The government has opened an inbox to get the public’s input on what it should prioritize in negotiations — and almost 10 000 Leadnow members have already sent messages calling on decision-makers to strip ISDS from the deal. We want to hit at least 15 000 messages before meetings start on the weekend to let negotiators know that Canadians want toxic ISDS rules out of NAFTA. 
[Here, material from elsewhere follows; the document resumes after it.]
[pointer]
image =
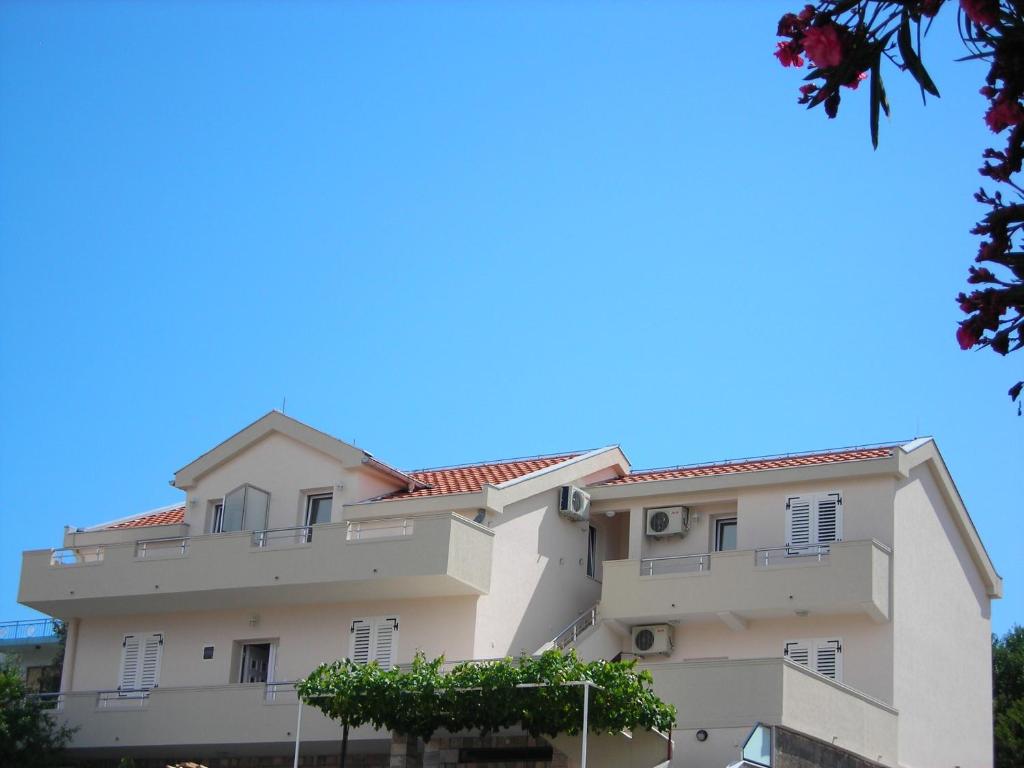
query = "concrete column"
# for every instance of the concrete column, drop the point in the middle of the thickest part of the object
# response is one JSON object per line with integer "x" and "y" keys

Peeter, will you help us up the ante against these toxic rules that let billionaire corporations sue Canada?

 

Their form letter explicitly names the secret corporate tribunals (ISDSs), something I knew existed, but didn’t know the name of:

“Dear Canada’s NAFTA negotiating team,

Modernizing NAFTA means standing up for democracy and fighting to remove its extreme, secretive, and anti-democratic Investor State Dispute Settlement (ISDS) rules. No more corporate lawsuits that kneecap our democracies at the expense of the public good.

We know the corporate lobby and business elite are lobbying to keep ISDS intact. Please don’t cave into the corporate pressure. Put our democracy first. I’m calling on you to fight to remove toxic ISDS rules during NAFTA re-negotiations.”

While informative, their letter was a bit boring, so I wrote my own:

I understand that the NATFA negotiating team is probably populated with corporate shills, fighting to keep or augment the status quo.

This note is a quick exercise in futility, pretending that I have a place in the sham that we call democracy. A “free trade” agreement that is hundreds (probably thousands) of pages long, and was negotiated and now renegotiated in secret, that grants corporation effective control over the countries in the agreement is a travesty.  Unlike so many that fell for or still fall for the deliberately misleading label of “free trade”, I’d like to see NAFTA dissolved entirely.  I know that this is very improbable, and this note and any others that express a similar opinion are just headed for the trash, but I can still fantasize.